I think the choreography is quite significant, symbolically. The film is actually titled "The child from on high" in its original and has played throughout with the notion that Simon gets by in part by both craving to be a part of the social world "on high" - the one time he himself uses the phrase "en haut" ("on high") in the film is to rationalize that 'those people' are oblivious to his stealings and represent a world where money is easy and things are always replaceable - and also making his own 'living' (such as it is) off those well-heeled "on high" - and also inserting himself in it, at times facilely and at times very awkwardly and blatantly out of sync with it.
His "sister" has no such comfort zone "on high" (although "comfort zone" isn't quite the right term for him either - as brazenly as he zips in and out with his loot, almost as smoothly as one skiing through mogels, there is nevertheless a kind of constant tension we sense and occasionally see surface when he finds himself caught red-handed. Its implicit that she would not be able to pass herself off as from 'on high' and while more than content to live off his means, she also doesn't seem to display the same brazenness that makes him so independent a creature amongst them. She also lights up at a prospect of becoming one of them but by winning over well-heeled lovers, yet with a degree of dependence that is a relic of traditional gender roles - and which plays out even in their "sibling" dynamic as she lets him be the breadwinner and where she allows herself to blow his hard-"earned" booty.
(SPOILER ALERT)
So when we see them passing in opposite directions on the ski lift, he coming down from "on high," it's not coincidence that, when she finally acts on a maternal instinct and need to find him, it's a moment that has led her to go searching for him in his adopted world on high just as he is resurrecting himself from his despair and sense of complete abandonment at ski season's end and heading down - to the world he was born into, his modus operandi now inoperative for the foreseeable future. He is descending from his false-self manipulation of that world 'on high' to have to find a new m.o., while feeling the failure of a would-be emotional fantasy with the English mother he 'adopted', whose affection he has blown and lost, and thinking he is also now totally alone in the world as his real mother had already abandoned him too, with words of rebuke and resentment of his existence.
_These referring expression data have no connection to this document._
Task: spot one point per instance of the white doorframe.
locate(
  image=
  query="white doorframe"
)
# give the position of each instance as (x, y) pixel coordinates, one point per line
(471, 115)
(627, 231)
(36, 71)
Their passing in opposing ski lift cabins provides (as well as the symbolism of their respective uphill-downhill m.o.s for survival) a way to depict symbolically the gulf between these two, where survival drives have made them mutually suspect of each other's true priorities (he especially of hers) and there has been ruptured trust between them that has played out in ongoing ways, creating walls and seemingly unbridgeable gap of two passing cable cars, but they are glass walls that allow them to see each other and to pound their buried emotional bond, their respective vulnerabilities, with their open palms on the glass toward one another. To me, it is a moment of rebirth, especially for Simon who has perhaps never seen such a potent sign that he genuinely matters - enough to be searched for by someone who knows him just enough to know to look for him "on high."